Statisticians can measure the output of goods and services produced, they can assess the expenditure required to purchase this output and they can quantify the income received in the form of wages and profits by those supplying the goods and services. All three, by definition, are equal, but measurement error will normally create small differences between them in practice.

The problem at the moment in the UK is that the discrepancies are huge. Measured by output, the UK’s coronavirus recovery in real terms is close to its European peers in the G7 but behind the US. Performance looks worse when the expenditure or income measures are used, with the UK economy trailing the G7 pack.

None of this is quite the picture Rishi Sunak presents, of course. The chancellor likes to boast “we’re forecast to have the fastest growth in the G7 this year”, conveniently forgetting that 2021 covers only part of the pandemic.

Looking at the national accounts in real terms is not sufficient for a full reading of the economy, however, because adjusting expenditure, income and the value of output for inflation has been particularly difficult for statisticians during the pandemic. It is generally easier to measure the cash value of transactions, so nominal comparisons are crucial and probably more accurate.
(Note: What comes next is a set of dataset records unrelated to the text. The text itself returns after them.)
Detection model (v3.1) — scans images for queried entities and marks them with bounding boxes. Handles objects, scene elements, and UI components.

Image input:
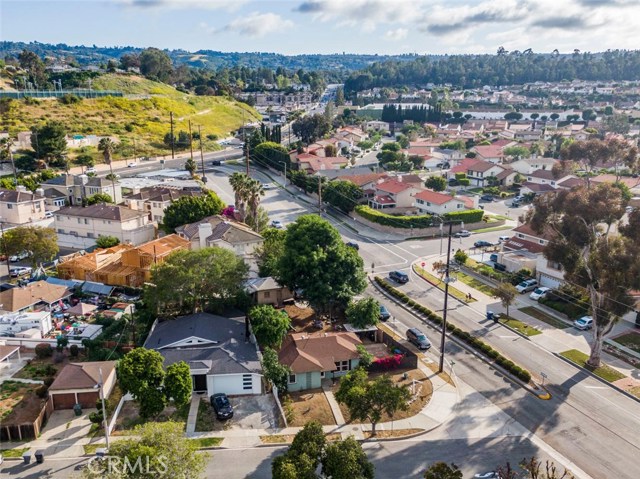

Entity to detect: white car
[529,286,551,301]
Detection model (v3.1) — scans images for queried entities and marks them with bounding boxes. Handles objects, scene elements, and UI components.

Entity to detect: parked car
[529,286,551,301]
[389,271,409,284]
[407,328,431,351]
[345,241,360,249]
[573,316,593,331]
[453,230,471,238]
[211,393,233,421]
[516,279,538,294]
[473,240,493,248]
[9,266,33,278]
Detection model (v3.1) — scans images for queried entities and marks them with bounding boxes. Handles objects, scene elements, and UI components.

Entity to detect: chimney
[198,221,213,249]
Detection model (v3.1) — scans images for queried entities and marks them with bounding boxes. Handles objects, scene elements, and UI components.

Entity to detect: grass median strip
[560,349,626,383]
[518,306,569,329]
[414,266,477,303]
[500,317,541,336]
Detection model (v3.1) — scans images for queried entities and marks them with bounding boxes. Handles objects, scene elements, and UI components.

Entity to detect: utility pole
[169,111,176,160]
[198,125,207,183]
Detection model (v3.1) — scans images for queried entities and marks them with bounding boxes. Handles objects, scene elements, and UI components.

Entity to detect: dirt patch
[364,429,424,439]
[283,389,336,427]
[0,381,44,424]
[334,369,433,424]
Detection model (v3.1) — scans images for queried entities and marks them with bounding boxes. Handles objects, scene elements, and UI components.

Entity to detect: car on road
[529,286,551,301]
[407,328,431,351]
[9,266,33,278]
[473,240,493,248]
[573,316,593,331]
[516,279,538,294]
[389,271,409,284]
[211,393,233,421]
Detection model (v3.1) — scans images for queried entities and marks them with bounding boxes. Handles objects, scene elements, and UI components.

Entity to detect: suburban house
[278,332,362,391]
[0,185,45,225]
[41,174,122,208]
[49,361,117,409]
[414,190,465,215]
[144,313,262,396]
[0,281,73,313]
[176,215,264,259]
[245,276,293,308]
[55,204,156,249]
[124,186,202,223]
[369,179,420,210]
[503,224,564,288]
[57,234,191,287]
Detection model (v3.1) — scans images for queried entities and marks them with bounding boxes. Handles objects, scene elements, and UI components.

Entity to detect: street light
[93,368,109,449]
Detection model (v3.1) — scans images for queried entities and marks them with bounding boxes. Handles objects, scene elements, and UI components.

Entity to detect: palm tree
[229,172,250,221]
[98,138,117,203]
[246,178,264,229]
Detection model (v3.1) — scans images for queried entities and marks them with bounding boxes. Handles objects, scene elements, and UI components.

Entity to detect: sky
[0,0,640,55]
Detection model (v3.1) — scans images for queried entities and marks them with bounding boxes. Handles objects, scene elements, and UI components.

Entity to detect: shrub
[36,343,53,359]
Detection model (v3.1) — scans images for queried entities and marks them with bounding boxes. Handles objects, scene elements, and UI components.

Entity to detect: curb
[552,353,640,403]
[369,278,549,399]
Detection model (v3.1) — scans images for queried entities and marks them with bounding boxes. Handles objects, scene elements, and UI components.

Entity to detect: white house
[55,204,156,249]
[144,313,262,396]
[414,190,465,215]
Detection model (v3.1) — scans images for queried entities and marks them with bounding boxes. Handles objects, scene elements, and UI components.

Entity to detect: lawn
[612,332,640,352]
[457,271,495,297]
[413,265,477,303]
[560,349,626,383]
[188,437,224,449]
[518,306,569,329]
[500,316,541,336]
[283,389,336,427]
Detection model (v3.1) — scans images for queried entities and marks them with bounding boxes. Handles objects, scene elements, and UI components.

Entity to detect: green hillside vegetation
[0,74,260,161]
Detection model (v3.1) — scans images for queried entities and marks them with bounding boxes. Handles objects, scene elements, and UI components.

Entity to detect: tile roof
[49,361,117,391]
[56,203,148,221]
[278,333,361,374]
Where data exist, these show the UK’s performance to be stronger internationally on all methods of measuring the economy. Whether it is nominal output, income or expenditure, the money flowing around the UK economy is already well above pre-pandemic levels and reasonably close to that of the US.

With figures for the nominal growth of the economy and estimates of the real change in the volume of goods and services produced, the implied domestic inflation rate since the end of 2019 is just above six per cent. That is the one part of the national accounts that really is top of the G7 league table.

Despite the data difficulties, there is then a truth visible in the mist surrounding the UK economy. It has probably performed worse than its peers, and it has almost certainly generated more domestic inflation. This is an economy that no longer needs emergency levels of stimulus.